Side note #2: These biscuits are by far the easiest biscuits to make. EVER. The recipe is simply 1 pint heavy whipping cream to 2 ½ cups White Lily Self-Rising flour. Tandy was adamant that White Lily was the only flour that would work. Mix the heavy whipping cream and flour. Either roll out the biscuits and cut, shape by hand, or drop by the spoonful onto a greased baking sheet. Bake at 425 until they look like biscuits (i.e. golden brown around the bottom edges and a little brown beginning on top, about 10-15 minutes). Please note that if you are using this recipe for dumplings, do not bake the biscuits first. You'll need to drop the raw dough into the broth and allow the broth to cook the dumplings for you.

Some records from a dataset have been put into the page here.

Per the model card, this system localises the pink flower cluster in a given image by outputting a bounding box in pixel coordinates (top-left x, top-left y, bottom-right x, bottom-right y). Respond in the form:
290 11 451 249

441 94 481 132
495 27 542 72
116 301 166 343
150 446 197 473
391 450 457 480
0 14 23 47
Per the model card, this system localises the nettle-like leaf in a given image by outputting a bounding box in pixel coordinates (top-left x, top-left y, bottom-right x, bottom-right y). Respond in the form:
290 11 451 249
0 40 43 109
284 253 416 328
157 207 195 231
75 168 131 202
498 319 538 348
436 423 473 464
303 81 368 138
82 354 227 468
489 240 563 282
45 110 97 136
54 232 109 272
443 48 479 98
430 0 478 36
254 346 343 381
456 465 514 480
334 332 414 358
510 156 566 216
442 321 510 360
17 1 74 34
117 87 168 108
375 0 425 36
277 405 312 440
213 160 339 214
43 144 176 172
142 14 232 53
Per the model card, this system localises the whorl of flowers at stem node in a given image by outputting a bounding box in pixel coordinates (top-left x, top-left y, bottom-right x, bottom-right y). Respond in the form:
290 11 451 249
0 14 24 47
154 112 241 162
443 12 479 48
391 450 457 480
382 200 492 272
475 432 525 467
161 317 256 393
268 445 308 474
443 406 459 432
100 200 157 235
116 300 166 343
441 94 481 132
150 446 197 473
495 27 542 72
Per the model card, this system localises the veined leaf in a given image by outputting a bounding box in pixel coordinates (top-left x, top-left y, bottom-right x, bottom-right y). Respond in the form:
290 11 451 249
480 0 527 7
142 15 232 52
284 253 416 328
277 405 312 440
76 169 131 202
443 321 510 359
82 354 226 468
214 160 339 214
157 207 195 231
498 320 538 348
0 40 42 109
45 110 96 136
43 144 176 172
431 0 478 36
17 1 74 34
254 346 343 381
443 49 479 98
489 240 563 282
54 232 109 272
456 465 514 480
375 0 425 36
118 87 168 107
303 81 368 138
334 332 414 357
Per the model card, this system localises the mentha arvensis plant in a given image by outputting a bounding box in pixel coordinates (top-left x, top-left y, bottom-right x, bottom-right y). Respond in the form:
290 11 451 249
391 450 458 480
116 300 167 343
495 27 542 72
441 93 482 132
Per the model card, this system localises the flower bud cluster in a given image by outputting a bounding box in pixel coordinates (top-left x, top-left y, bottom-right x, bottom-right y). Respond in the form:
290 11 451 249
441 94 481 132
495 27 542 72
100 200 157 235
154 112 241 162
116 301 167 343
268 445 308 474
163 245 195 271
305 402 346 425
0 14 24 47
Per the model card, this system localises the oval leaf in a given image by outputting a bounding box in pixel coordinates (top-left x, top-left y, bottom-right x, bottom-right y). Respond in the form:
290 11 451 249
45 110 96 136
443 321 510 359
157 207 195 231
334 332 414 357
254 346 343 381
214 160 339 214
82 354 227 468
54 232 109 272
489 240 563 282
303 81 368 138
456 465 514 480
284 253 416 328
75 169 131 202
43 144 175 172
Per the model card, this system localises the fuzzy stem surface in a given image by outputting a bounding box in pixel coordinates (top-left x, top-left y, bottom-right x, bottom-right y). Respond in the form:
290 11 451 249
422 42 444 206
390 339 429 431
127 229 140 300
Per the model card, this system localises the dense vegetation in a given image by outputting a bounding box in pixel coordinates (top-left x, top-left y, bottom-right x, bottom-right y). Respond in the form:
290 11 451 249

Side note #3: If you don’t have homemade stock, a large carton of store bought chicken broth is great. No heavy whipping cream, milk, or half and half? Add a can of cream of chicken or cream of celery soup. No rotisserie chicken? Left over baked chicken or canned chicken will fit the bill nicely. Don’t get too hung up on proportions and remember to taste it as you go. If you use store bought broth and soup, don’t add extra salt.
Side note #4: I’ve almost convinced myself that these could be made with a little jelly (which I will eat) in the middle instead of actual fruit. If I get brave enough to try it, I’ll let you know how it goes.